Say You’ll Be Nine by Lucy Lennox

As the novel proceeds, she layers together fragments of books and paintings and song lyrics in an act of literary decoupage, as if to mimic the fragile patchwork of national identity. Throughout, Smith’s seasonal melancholy wrestles with her natural writerly exuberance-“Is there never any escaping the junkshop of the self?” a character wonders. Scenes range from absurdly realist (Elisabeth renewing her passport in the post office) to surreal (a man in a coma-like state imagines himself trapped inside the body of a tree).

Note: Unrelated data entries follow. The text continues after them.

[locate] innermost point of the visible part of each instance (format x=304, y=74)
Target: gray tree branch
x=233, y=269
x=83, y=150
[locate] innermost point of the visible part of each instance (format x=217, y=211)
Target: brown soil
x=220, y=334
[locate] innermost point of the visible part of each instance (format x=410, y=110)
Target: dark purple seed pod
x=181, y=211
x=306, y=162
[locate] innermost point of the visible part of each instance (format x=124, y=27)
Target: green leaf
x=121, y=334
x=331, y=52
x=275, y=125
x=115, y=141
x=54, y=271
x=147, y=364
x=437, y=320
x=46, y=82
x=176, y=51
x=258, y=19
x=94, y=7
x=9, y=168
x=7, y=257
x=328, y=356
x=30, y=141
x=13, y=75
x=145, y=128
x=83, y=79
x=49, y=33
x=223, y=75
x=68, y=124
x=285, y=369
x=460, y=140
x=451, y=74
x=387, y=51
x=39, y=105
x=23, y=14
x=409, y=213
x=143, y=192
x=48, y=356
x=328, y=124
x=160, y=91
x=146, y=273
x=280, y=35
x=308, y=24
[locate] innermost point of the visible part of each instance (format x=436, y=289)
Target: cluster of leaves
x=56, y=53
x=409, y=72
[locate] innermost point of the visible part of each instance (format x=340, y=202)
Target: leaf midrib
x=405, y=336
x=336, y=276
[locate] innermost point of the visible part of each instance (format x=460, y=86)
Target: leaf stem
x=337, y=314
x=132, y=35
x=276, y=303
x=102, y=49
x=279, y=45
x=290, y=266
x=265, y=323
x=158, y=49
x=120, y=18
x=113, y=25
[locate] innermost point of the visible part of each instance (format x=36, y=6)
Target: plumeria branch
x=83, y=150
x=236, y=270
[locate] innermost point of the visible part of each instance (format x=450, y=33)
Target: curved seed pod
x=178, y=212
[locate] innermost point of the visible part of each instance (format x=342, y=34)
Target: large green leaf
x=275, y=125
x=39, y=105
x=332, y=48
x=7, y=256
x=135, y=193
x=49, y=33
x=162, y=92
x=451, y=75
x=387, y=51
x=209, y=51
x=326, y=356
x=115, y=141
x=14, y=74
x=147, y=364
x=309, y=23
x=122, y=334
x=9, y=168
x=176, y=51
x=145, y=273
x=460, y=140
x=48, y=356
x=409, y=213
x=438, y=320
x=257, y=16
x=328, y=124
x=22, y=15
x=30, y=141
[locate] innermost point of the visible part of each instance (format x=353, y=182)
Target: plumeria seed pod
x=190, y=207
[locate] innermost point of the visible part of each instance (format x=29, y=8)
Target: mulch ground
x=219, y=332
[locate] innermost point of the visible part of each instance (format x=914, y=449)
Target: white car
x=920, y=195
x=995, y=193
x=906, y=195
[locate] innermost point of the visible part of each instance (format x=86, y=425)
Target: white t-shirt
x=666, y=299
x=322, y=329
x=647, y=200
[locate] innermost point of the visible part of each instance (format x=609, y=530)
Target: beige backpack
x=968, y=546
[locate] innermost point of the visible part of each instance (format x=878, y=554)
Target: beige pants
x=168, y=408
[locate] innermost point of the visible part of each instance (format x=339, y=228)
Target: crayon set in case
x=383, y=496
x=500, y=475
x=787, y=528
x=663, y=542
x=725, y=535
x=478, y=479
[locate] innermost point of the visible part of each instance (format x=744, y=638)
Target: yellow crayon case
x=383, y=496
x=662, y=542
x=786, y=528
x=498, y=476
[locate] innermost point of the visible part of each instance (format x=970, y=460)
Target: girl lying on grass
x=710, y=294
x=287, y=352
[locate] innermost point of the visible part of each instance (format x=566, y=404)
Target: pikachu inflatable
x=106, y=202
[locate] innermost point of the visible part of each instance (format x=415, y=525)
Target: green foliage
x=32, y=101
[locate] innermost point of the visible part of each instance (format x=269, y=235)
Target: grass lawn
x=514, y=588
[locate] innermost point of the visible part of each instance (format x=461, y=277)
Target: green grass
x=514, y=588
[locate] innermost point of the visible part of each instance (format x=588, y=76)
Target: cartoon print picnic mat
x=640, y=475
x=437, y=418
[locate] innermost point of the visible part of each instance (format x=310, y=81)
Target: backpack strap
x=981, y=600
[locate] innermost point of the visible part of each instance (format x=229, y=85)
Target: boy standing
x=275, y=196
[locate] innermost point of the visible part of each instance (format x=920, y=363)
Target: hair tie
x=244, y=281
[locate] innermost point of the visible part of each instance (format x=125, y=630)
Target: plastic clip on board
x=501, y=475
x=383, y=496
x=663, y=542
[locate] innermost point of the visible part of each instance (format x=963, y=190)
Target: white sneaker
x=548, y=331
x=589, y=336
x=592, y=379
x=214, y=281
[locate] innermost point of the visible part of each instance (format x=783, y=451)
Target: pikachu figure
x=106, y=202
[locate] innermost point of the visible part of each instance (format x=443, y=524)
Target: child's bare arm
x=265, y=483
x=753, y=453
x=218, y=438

Say You’ll Be Nine by Lucy Lennox

Through Smith’s dazzling, whimsical feats of imagination, a news cycle described by Elisabeth as “Thomas Hardy on speed” becomes the backdrop for a modernist interrogation of history.Īutumn, like Smith’s last book, How to Be Both, is a gorgeously constructed puzzle that challenges the reader to solve it, with a narrative that darts back and forth in time and space. But its ambition and craft allude to-and cite-great works of literature, from Brave New World to The Tempest. The novel, the first book in a quartet inspired by the seasons, considers post-Brexit Britain at the tail end of last summer, experienced through the perspective of a 32-year-old art history lecturer named Elisabeth. What kind of art will come out of this moment? If Ali Smith’s Autumn is a harbinger of things to come, the work that emerges over the next decade will be extraordinarily rich.